Tal como o princípio antecedente, o primado da isonomia também está previsto no artigo 5º da Constituição Federal de 1988, possuindo aplicação universal no sistema jurídico pátrio.

Luciano Amaro destaca dois aspectos de aplicação do princípio da isonomia. Para o autor, o referido primado possui aplicação em face do aplicador e também do legislador. Em outras palavras, aduz que

“esse princípio implica, em primeiro lugar, que, diante da lei “x”, toda e qualquer pessoa que se enquadre na hipótese legalmente descrita ficará sujeita ao mandamento legal. Não há pessoas “diferentes” que possam, sob tal pretexto, escapar do comando legal, ou dele ser excluídas. Até aí, o princípio da igualdade está dirigido ao aplicador da lei, significando que este não pode diferenciar as pessoas, para efeito de ora submetê-las, ora não, ao mandamento legal (assim como não se lhe faculta diversificá-las, para o fim de ora reconhecer-lhes, ora não, benefício outorgado pela lei). Em resumo, todos são iguais perante a lei.

Mas há um segundo aspecto a ser analisado, no qual o princípio se dirige ao próprio legislador e veda que ele dê tratamento diverso para situações iguais ou equivalentes. Ou seja, todos são iguais perante o legislador (= todos devem ser tratados com igualdade pelo legislador).”[27]

Com efeito, seria inconstitucional o tratamento diferenciado para situações idênticas ou similares.

Não obstante a isso, o primado da igualdade possui outras duas frentes de atuação, as quais podem ser resumidas na máxima de que o princípio da isonomia consiste em tratar os iguais de maneira igual e desigualmente os desiguais, na medida de sua desigualdade.

Isso implica dizer que é sim possível o tratamento diferenciado em alguns casos, desde que isso seja feito para corrigir distorções eventualmente criadas pelo próprio legislador ou decorrentes de outros fatores passíveis de aplicação.

Por fim, a doutrina convencionou dividi-lo ainda em igual formal e igualdade material, ou seja, aquela baseada em questões de fato, ao passo que essa em questões eminentemente jurídicas.

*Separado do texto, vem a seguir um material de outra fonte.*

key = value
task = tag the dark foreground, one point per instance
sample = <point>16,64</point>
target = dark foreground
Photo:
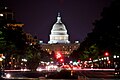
<point>64,75</point>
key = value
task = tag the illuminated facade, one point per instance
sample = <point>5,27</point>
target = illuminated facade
<point>59,32</point>
<point>59,41</point>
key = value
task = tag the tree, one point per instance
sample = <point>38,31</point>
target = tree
<point>105,35</point>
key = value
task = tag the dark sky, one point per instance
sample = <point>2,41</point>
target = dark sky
<point>40,15</point>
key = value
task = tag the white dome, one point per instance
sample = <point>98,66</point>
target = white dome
<point>58,32</point>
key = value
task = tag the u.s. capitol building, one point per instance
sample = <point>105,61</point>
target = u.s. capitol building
<point>59,40</point>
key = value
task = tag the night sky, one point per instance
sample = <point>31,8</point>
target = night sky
<point>40,15</point>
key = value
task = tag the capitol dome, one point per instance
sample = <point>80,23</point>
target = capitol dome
<point>59,32</point>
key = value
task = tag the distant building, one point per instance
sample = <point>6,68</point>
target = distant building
<point>8,16</point>
<point>59,40</point>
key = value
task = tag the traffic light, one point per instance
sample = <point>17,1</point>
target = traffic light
<point>58,55</point>
<point>106,54</point>
<point>109,62</point>
<point>61,60</point>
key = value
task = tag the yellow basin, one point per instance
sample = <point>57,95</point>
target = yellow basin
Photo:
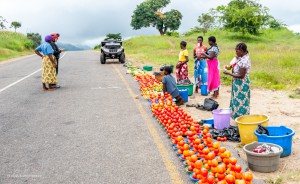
<point>247,124</point>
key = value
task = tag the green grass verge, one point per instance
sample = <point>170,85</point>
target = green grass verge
<point>13,45</point>
<point>274,54</point>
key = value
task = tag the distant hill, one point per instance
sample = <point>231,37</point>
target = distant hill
<point>275,56</point>
<point>71,47</point>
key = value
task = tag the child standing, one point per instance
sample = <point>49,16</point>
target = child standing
<point>169,85</point>
<point>181,66</point>
<point>200,64</point>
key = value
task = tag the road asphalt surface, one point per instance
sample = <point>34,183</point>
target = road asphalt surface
<point>91,130</point>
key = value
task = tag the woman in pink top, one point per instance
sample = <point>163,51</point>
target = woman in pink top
<point>212,53</point>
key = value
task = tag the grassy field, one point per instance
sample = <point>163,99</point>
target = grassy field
<point>274,54</point>
<point>13,45</point>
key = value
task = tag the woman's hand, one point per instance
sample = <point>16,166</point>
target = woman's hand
<point>226,72</point>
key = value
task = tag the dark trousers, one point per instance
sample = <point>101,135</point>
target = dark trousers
<point>57,66</point>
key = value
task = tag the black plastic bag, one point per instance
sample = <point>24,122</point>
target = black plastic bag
<point>210,104</point>
<point>262,130</point>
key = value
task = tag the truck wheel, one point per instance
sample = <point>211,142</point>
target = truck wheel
<point>102,58</point>
<point>122,58</point>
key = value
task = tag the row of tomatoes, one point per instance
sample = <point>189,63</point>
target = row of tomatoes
<point>205,160</point>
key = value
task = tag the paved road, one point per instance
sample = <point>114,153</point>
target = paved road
<point>92,130</point>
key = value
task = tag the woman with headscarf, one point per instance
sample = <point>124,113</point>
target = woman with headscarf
<point>181,66</point>
<point>211,54</point>
<point>240,92</point>
<point>56,53</point>
<point>49,63</point>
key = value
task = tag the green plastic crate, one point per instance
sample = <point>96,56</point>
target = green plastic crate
<point>190,88</point>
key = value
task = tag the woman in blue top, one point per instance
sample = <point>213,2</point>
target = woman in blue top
<point>49,63</point>
<point>169,85</point>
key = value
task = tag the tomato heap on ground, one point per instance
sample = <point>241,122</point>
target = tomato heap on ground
<point>205,160</point>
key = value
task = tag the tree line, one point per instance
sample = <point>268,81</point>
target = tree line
<point>243,16</point>
<point>34,37</point>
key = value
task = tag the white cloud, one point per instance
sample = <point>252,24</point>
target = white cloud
<point>88,21</point>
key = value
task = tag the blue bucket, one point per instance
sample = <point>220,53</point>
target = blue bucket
<point>184,93</point>
<point>280,135</point>
<point>204,90</point>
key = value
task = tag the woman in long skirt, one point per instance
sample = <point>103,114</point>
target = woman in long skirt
<point>181,66</point>
<point>212,53</point>
<point>240,93</point>
<point>49,63</point>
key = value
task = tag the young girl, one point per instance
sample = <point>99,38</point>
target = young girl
<point>169,85</point>
<point>200,64</point>
<point>49,63</point>
<point>181,66</point>
<point>212,53</point>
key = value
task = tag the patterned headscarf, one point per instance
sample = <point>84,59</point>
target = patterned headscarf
<point>55,35</point>
<point>48,38</point>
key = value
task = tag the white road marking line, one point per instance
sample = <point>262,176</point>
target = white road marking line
<point>14,83</point>
<point>113,87</point>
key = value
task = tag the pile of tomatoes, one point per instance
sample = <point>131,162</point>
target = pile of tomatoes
<point>206,161</point>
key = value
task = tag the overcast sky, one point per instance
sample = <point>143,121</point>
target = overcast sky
<point>87,22</point>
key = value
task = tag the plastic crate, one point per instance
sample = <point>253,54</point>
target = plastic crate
<point>147,68</point>
<point>280,135</point>
<point>190,88</point>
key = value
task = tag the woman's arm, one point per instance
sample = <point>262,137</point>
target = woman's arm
<point>52,59</point>
<point>211,56</point>
<point>164,87</point>
<point>186,59</point>
<point>38,53</point>
<point>241,75</point>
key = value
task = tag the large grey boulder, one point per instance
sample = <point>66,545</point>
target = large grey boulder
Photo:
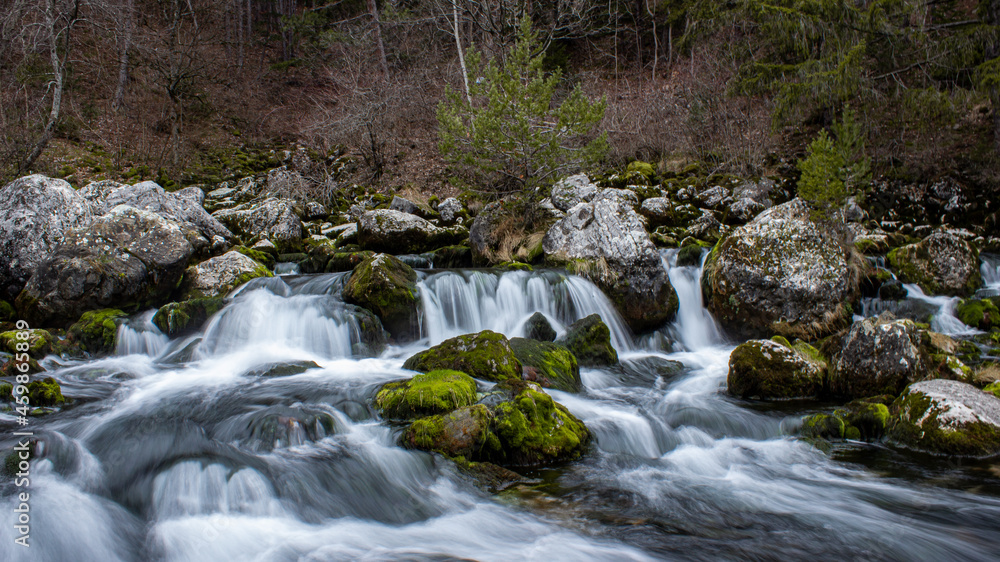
<point>572,191</point>
<point>606,241</point>
<point>940,263</point>
<point>782,273</point>
<point>126,259</point>
<point>35,213</point>
<point>217,276</point>
<point>396,232</point>
<point>947,417</point>
<point>272,218</point>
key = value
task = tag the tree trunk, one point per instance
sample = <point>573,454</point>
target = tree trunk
<point>373,10</point>
<point>123,57</point>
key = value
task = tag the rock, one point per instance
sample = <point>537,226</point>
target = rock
<point>606,241</point>
<point>450,210</point>
<point>486,355</point>
<point>879,356</point>
<point>182,207</point>
<point>589,340</point>
<point>127,259</point>
<point>388,287</point>
<point>218,276</point>
<point>179,318</point>
<point>437,392</point>
<point>782,273</point>
<point>571,191</point>
<point>538,328</point>
<point>947,418</point>
<point>39,342</point>
<point>548,364</point>
<point>942,263</point>
<point>35,213</point>
<point>768,370</point>
<point>96,330</point>
<point>274,219</point>
<point>395,232</point>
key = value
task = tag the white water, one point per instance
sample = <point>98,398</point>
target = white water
<point>208,459</point>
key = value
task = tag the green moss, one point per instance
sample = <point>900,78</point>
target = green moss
<point>95,331</point>
<point>486,355</point>
<point>436,392</point>
<point>548,364</point>
<point>187,316</point>
<point>386,286</point>
<point>589,340</point>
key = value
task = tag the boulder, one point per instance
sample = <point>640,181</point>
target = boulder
<point>942,263</point>
<point>589,340</point>
<point>572,191</point>
<point>436,392</point>
<point>880,355</point>
<point>388,287</point>
<point>35,213</point>
<point>769,370</point>
<point>127,258</point>
<point>782,273</point>
<point>548,364</point>
<point>947,418</point>
<point>606,241</point>
<point>96,330</point>
<point>538,328</point>
<point>272,218</point>
<point>396,232</point>
<point>219,275</point>
<point>179,318</point>
<point>486,355</point>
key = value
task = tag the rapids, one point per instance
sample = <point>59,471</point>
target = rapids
<point>190,449</point>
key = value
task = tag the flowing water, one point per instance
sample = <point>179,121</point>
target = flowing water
<point>196,449</point>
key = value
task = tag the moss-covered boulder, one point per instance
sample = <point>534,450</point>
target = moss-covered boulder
<point>548,364</point>
<point>947,418</point>
<point>879,356</point>
<point>218,276</point>
<point>179,318</point>
<point>388,287</point>
<point>39,342</point>
<point>942,263</point>
<point>768,370</point>
<point>437,392</point>
<point>532,429</point>
<point>979,313</point>
<point>95,331</point>
<point>486,355</point>
<point>463,432</point>
<point>45,392</point>
<point>538,328</point>
<point>589,340</point>
<point>782,273</point>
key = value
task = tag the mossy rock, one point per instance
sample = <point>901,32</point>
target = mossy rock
<point>388,287</point>
<point>979,313</point>
<point>45,392</point>
<point>589,340</point>
<point>548,364</point>
<point>178,318</point>
<point>532,429</point>
<point>437,392</point>
<point>40,342</point>
<point>96,330</point>
<point>486,355</point>
<point>538,328</point>
<point>768,370</point>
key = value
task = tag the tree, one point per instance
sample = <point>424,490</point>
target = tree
<point>511,135</point>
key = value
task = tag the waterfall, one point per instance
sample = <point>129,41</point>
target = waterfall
<point>463,302</point>
<point>694,327</point>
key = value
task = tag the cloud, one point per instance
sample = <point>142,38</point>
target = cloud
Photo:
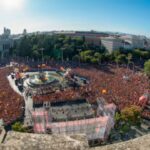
<point>11,5</point>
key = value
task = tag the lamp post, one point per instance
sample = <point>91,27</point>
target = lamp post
<point>79,50</point>
<point>62,55</point>
<point>42,49</point>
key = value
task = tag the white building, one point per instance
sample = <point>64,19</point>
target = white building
<point>6,42</point>
<point>135,41</point>
<point>112,43</point>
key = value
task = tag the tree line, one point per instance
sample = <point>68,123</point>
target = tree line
<point>63,47</point>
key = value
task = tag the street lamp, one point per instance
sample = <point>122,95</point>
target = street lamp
<point>79,50</point>
<point>62,56</point>
<point>42,49</point>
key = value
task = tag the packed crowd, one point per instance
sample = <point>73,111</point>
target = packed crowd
<point>11,103</point>
<point>119,85</point>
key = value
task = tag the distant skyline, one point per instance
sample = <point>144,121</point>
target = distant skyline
<point>126,16</point>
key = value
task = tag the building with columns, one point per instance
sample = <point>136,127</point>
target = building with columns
<point>6,42</point>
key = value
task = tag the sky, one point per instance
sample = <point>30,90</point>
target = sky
<point>127,16</point>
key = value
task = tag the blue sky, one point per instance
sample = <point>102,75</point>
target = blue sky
<point>130,16</point>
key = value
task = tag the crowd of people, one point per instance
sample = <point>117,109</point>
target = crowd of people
<point>118,85</point>
<point>11,104</point>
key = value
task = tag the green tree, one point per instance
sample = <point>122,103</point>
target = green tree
<point>147,68</point>
<point>18,127</point>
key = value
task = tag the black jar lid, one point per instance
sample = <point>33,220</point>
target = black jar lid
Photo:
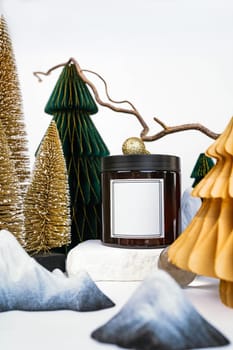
<point>141,162</point>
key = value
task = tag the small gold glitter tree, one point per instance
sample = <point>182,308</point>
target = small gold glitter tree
<point>11,114</point>
<point>11,205</point>
<point>47,203</point>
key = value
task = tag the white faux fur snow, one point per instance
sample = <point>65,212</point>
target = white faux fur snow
<point>105,263</point>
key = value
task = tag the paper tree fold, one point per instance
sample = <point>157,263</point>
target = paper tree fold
<point>71,105</point>
<point>206,245</point>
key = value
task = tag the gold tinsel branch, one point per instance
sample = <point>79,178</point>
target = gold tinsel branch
<point>11,114</point>
<point>11,204</point>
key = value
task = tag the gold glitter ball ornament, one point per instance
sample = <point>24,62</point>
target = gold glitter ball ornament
<point>134,145</point>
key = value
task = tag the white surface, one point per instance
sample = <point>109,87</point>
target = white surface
<point>104,263</point>
<point>61,330</point>
<point>172,59</point>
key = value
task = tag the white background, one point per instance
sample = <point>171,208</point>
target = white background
<point>172,58</point>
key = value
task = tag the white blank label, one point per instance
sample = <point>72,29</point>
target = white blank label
<point>137,208</point>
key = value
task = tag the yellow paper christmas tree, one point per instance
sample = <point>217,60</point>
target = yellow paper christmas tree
<point>206,245</point>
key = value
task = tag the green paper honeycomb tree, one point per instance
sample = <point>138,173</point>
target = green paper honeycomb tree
<point>71,105</point>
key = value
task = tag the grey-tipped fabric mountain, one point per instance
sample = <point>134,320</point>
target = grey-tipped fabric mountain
<point>159,316</point>
<point>26,285</point>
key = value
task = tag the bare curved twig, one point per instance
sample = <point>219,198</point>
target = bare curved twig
<point>132,110</point>
<point>178,128</point>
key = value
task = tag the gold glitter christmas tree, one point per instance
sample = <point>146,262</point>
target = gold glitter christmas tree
<point>11,114</point>
<point>11,205</point>
<point>206,245</point>
<point>47,202</point>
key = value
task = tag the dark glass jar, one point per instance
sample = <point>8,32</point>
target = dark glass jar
<point>140,200</point>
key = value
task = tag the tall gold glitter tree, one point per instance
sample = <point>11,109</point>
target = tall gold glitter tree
<point>206,245</point>
<point>11,205</point>
<point>11,114</point>
<point>47,202</point>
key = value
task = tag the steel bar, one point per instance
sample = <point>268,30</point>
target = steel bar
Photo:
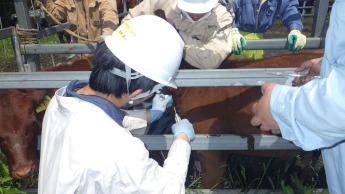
<point>24,22</point>
<point>52,30</point>
<point>320,14</point>
<point>184,78</point>
<point>217,142</point>
<point>266,44</point>
<point>5,33</point>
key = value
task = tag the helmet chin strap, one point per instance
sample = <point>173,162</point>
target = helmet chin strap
<point>128,75</point>
<point>191,20</point>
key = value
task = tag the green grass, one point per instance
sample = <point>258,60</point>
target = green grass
<point>6,48</point>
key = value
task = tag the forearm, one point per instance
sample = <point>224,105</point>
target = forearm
<point>109,15</point>
<point>57,9</point>
<point>205,56</point>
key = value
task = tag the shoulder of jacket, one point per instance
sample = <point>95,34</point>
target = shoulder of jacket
<point>222,15</point>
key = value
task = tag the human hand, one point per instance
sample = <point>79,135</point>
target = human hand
<point>184,126</point>
<point>262,112</point>
<point>296,40</point>
<point>100,38</point>
<point>159,105</point>
<point>238,41</point>
<point>312,66</point>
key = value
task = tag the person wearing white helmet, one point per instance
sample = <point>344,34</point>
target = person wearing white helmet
<point>85,148</point>
<point>204,26</point>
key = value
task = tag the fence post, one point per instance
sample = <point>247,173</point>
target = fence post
<point>320,15</point>
<point>32,62</point>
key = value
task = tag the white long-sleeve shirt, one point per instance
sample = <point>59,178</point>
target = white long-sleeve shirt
<point>313,116</point>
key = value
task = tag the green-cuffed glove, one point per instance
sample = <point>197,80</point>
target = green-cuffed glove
<point>296,40</point>
<point>238,41</point>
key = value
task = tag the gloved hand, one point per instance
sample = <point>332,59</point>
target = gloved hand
<point>159,105</point>
<point>184,126</point>
<point>100,38</point>
<point>296,40</point>
<point>238,41</point>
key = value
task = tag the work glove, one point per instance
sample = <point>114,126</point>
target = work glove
<point>160,13</point>
<point>296,40</point>
<point>159,104</point>
<point>238,41</point>
<point>184,126</point>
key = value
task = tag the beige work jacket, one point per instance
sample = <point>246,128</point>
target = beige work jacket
<point>88,18</point>
<point>207,42</point>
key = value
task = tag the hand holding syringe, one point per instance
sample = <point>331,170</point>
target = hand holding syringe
<point>293,74</point>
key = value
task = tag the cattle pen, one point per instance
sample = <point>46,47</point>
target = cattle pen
<point>27,62</point>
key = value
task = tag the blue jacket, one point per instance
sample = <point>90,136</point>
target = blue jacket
<point>250,17</point>
<point>313,116</point>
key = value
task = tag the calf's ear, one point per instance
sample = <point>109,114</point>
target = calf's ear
<point>37,96</point>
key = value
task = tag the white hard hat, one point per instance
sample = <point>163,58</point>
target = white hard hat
<point>196,6</point>
<point>149,45</point>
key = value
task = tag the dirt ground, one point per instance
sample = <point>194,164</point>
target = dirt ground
<point>47,60</point>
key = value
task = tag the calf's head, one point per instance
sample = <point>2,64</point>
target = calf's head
<point>19,126</point>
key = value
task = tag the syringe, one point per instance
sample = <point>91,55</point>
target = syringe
<point>292,74</point>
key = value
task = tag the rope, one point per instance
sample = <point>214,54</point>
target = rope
<point>39,4</point>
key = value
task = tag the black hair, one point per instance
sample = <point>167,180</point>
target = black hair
<point>102,80</point>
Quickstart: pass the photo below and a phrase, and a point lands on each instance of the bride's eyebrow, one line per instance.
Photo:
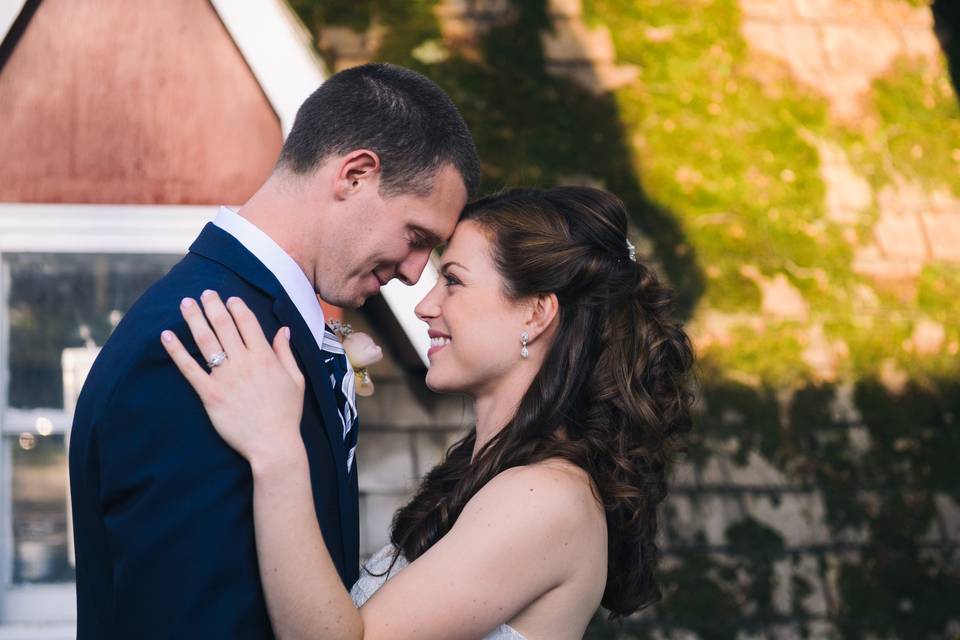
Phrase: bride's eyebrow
(447, 265)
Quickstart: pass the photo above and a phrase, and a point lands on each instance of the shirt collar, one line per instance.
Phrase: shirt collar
(292, 278)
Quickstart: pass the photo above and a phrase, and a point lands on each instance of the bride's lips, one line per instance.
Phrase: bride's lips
(376, 282)
(438, 341)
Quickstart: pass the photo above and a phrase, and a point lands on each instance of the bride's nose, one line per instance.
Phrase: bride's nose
(429, 307)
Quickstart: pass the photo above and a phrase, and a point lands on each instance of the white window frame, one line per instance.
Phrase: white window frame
(49, 611)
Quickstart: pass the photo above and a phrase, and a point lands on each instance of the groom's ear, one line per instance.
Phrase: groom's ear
(359, 169)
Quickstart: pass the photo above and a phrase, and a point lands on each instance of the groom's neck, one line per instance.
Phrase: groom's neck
(279, 209)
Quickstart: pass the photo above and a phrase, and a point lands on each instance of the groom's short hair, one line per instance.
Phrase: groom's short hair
(401, 115)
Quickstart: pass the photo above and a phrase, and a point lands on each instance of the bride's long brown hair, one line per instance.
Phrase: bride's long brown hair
(615, 380)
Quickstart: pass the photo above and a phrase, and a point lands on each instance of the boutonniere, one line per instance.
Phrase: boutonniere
(361, 351)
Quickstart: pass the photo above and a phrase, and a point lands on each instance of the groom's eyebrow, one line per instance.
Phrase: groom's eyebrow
(428, 238)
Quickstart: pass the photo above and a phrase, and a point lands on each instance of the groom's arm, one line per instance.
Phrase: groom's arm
(176, 502)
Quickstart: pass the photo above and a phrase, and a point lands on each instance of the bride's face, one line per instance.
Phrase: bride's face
(475, 328)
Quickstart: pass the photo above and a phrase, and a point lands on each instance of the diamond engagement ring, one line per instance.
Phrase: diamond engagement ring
(217, 359)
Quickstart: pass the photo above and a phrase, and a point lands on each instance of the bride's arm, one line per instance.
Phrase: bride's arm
(515, 540)
(255, 401)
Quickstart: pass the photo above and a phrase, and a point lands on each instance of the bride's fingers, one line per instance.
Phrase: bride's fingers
(247, 323)
(202, 333)
(281, 346)
(222, 323)
(193, 372)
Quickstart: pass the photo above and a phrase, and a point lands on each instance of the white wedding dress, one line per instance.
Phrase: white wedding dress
(368, 584)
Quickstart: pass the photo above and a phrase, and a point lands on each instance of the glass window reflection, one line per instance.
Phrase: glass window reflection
(57, 301)
(40, 533)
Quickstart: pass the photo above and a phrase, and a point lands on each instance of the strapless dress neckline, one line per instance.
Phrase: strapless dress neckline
(368, 583)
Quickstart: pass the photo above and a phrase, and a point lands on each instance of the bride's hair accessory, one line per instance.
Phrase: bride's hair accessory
(361, 351)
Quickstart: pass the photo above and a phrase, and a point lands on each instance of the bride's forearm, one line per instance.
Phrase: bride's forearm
(304, 594)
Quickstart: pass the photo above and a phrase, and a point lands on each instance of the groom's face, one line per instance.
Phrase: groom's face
(390, 237)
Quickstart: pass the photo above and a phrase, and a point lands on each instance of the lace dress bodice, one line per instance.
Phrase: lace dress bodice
(368, 584)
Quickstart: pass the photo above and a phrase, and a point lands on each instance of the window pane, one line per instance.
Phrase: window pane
(40, 552)
(60, 300)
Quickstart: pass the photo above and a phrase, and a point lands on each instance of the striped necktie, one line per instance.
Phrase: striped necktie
(343, 382)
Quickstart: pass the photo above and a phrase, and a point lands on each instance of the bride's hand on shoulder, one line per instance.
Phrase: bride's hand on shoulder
(254, 396)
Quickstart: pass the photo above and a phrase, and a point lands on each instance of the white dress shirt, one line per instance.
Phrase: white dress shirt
(298, 287)
(292, 278)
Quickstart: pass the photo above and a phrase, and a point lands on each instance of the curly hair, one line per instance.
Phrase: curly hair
(612, 397)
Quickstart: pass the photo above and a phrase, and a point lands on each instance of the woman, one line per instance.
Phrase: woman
(547, 508)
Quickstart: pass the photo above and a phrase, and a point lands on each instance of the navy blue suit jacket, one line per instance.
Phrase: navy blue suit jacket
(162, 507)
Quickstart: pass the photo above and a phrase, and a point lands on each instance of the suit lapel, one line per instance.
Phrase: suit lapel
(316, 372)
(216, 244)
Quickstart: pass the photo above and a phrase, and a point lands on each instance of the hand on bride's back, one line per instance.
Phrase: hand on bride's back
(255, 396)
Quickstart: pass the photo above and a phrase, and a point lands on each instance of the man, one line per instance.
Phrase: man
(373, 176)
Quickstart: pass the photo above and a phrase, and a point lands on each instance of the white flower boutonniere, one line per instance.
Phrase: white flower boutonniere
(361, 351)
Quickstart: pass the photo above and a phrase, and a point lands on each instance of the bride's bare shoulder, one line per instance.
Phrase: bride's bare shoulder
(559, 491)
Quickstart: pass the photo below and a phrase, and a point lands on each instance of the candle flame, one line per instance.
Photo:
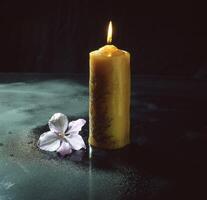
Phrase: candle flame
(109, 35)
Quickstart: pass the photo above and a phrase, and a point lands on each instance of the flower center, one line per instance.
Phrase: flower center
(61, 135)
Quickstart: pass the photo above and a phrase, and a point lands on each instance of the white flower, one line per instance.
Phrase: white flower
(63, 136)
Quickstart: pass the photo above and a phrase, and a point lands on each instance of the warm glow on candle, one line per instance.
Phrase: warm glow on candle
(109, 35)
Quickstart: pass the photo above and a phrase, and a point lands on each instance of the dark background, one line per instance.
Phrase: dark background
(163, 37)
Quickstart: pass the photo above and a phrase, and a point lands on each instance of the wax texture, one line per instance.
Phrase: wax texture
(109, 98)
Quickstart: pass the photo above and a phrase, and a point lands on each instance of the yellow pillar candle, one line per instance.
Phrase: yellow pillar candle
(109, 96)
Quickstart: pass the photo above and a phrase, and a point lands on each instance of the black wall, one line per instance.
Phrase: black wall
(164, 38)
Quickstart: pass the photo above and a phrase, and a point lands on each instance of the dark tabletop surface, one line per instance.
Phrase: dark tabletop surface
(165, 160)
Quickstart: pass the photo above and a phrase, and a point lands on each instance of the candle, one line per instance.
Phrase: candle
(109, 96)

2.2.3. Não surpresa (anterioridade)

Diferentemente do princípio da anualidade, não albergado em nosso direito, o qual exige a aprovação de lei instituindo e estabelecendo tributos a cada ano, o primado da anterioridade (não surpresa) prevê que não é dado ao ente estatal cobrar tributos no mesmo exercício financeiro em que haja sido publicada a lei que os instituiu ou aumentou.

Da mesma forma, é vedado ainda cobrar tributos antes de decorridos noventa dias da data em que haja sido publicada a lei que os instituiu ou aumentou.

Inobstante a isso, a própria Constituição Federal excepciona a regra da não surpresa, e o faz por uma razão bem simples. Existem alguns tributos em nosso sistema tributário que possuem natureza extrafiscal, ou seja, sua principal função não é a de arrecadar fundos aos cofres estatais, mas atuam como verdadeiros reguladores da economia etc.

Assim, os tributos como o IPI (imposto sobre produtos industrializados), IOF (imposto sobre operações financeiras), II (imposto sobre importação de produtos estrangeiros), IE (exportação, para o exterior, de produtos nacionais ou nacionalizados), por exemplo, não se inserem na vedação elencada pela Carta Magna, de modo que podem ser cobrados imediatamente do contribuinte.

Alexandre Rossato nos lembra que

“como o texto constitucional refere-se à “cobrança” do tributo, alguns autores entendem que a lei entra em vigor no mesmo exercício financeiro em que foi publicada, mas sua eficácia fica suspensa até o início do exercício financeiro seguinte. Outros sustentam que a lei publicada num exercício financeiro, só entra em vigor no exercício seguinte, ocorrendo, neste intervalo, a vacatio legis. O resultado, porém, para o STF é sempre o mesmo: “a lei que instituiu ou aumenta tributo, para observar o princípio da anterioridade, só tem incidência no exercício financeiro seguinte ao que foi publicada”.[28]

2.2.4. Não confisco

A Constituição brasileira em vigor repudia a instituição de tributo como forma de confisco em seu artigo 150, inciso IV.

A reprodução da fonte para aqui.